Directional Prayer

This is a simple and profound activity you could try at your next prayer meeting, or in your personal prayer. As discussed further in the mapping section, in the Middle Ages, works of art and even maps were often drawn to show the significance of objects to each other, rather than just to depict their physical appearance… Churches were also built facing east so that as people prayed they prayed facing the land where God walked in human form. Facing a particular direction can symbolically represent the importance of a belief, ordering the world around it. Direction can also be used to symbolise common intent as a group of people focus on a particular area.

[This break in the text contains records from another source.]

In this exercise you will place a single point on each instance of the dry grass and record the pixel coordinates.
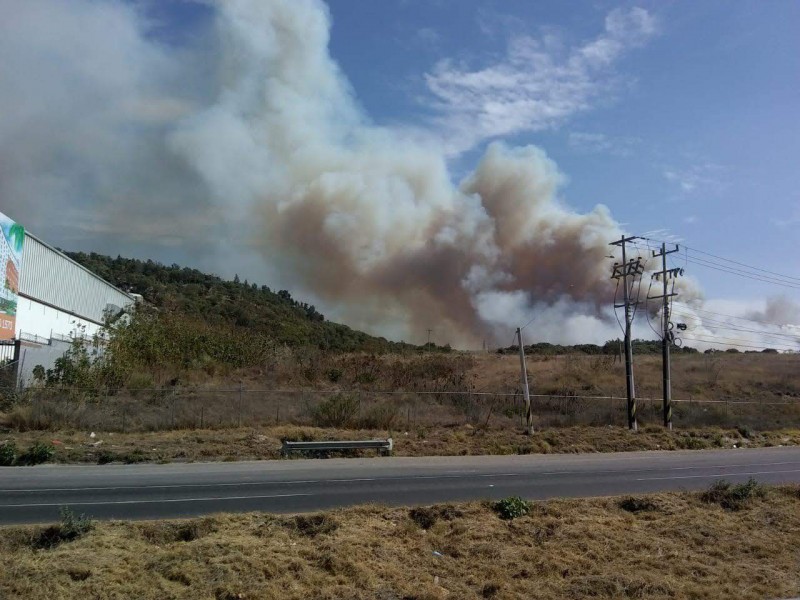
(265, 443)
(679, 547)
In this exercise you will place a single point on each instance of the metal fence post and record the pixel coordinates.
(239, 416)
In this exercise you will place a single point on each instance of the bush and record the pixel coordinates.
(733, 497)
(636, 505)
(8, 454)
(337, 411)
(379, 416)
(334, 375)
(312, 525)
(37, 454)
(71, 528)
(426, 516)
(511, 508)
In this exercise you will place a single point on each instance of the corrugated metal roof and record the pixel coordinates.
(53, 278)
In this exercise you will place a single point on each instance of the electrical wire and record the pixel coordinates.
(719, 314)
(616, 291)
(723, 269)
(734, 342)
(791, 278)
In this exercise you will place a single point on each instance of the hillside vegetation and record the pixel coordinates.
(231, 307)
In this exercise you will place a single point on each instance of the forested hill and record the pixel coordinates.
(234, 303)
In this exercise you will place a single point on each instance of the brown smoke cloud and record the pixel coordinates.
(366, 218)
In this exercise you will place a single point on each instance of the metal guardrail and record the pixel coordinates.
(385, 446)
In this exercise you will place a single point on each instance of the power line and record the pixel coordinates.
(740, 264)
(733, 342)
(719, 314)
(733, 271)
(718, 324)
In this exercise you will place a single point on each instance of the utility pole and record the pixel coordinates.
(667, 336)
(628, 268)
(525, 391)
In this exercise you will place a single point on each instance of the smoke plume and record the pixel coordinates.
(247, 152)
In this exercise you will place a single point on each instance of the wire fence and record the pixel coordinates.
(133, 410)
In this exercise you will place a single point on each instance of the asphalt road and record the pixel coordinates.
(35, 494)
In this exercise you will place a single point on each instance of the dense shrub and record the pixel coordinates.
(339, 410)
(39, 453)
(511, 508)
(8, 454)
(733, 497)
(636, 505)
(312, 525)
(70, 528)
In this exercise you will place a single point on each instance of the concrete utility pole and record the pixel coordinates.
(666, 336)
(525, 391)
(628, 268)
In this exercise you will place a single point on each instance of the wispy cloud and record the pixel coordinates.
(600, 143)
(538, 84)
(791, 219)
(427, 36)
(703, 177)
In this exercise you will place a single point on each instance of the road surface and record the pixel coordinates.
(35, 494)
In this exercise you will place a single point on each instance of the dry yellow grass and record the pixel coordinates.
(265, 443)
(681, 548)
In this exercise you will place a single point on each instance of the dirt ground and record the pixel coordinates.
(657, 547)
(265, 443)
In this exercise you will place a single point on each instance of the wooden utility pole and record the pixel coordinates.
(525, 390)
(666, 327)
(628, 268)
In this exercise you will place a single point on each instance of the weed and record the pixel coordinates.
(334, 375)
(69, 529)
(104, 457)
(733, 497)
(168, 533)
(134, 457)
(379, 416)
(37, 454)
(337, 411)
(8, 453)
(636, 505)
(512, 507)
(312, 525)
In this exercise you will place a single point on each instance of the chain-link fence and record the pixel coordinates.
(177, 408)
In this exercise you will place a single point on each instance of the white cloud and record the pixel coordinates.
(428, 36)
(599, 143)
(537, 85)
(704, 177)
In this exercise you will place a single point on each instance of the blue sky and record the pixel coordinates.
(680, 116)
(697, 132)
(701, 136)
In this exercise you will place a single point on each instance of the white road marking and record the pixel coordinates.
(717, 475)
(250, 483)
(153, 501)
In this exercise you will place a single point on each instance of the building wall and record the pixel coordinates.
(49, 278)
(32, 354)
(58, 299)
(35, 318)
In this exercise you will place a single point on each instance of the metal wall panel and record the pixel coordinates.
(52, 278)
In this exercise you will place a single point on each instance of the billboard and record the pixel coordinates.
(10, 262)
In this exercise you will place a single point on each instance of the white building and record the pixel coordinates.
(58, 297)
(58, 300)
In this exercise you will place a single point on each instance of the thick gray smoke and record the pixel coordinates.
(366, 218)
(248, 153)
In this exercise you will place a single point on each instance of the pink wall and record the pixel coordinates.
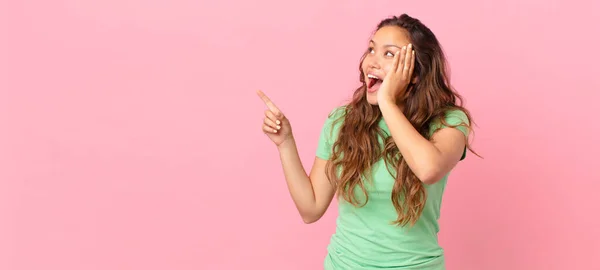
(132, 136)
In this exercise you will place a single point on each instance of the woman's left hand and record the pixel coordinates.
(398, 78)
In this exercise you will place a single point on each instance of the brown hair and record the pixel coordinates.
(358, 147)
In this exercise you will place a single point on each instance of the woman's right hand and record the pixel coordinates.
(275, 125)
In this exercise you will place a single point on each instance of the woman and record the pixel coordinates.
(387, 154)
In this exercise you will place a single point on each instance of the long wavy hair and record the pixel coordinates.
(358, 147)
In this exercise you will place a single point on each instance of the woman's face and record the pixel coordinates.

This is a simple action that doesn’t require much effort or even mobility. It is also not too weird and the symbolism can be explained without much fuss. People have the option to  participate in the prayer activity without worrying about the symbolism and still be part of the group, because you have to face somewhere when you pray and it might as well be the direction that everyone else is facing.


Make sure you know which direction you are meant to be facing. Obviously this isn’t some magical rite that will be ruined if you use magnetic north instead of true north, it can be distracting though if a prayer leader in London is directing the group to pray for Scotland and all you can think about is “why are we facing west?”


You could use a variety of directions. The changes in direction can break the prayer time into manageable chunks, with a chance to stretch in between. The change in direction can also help draw attention to a change in the prayers as well. For example, you could start by facing Jerusalem giving thanks for the life of Jesus, then pray round the points of the compass varying the geographical areas and issues as you go.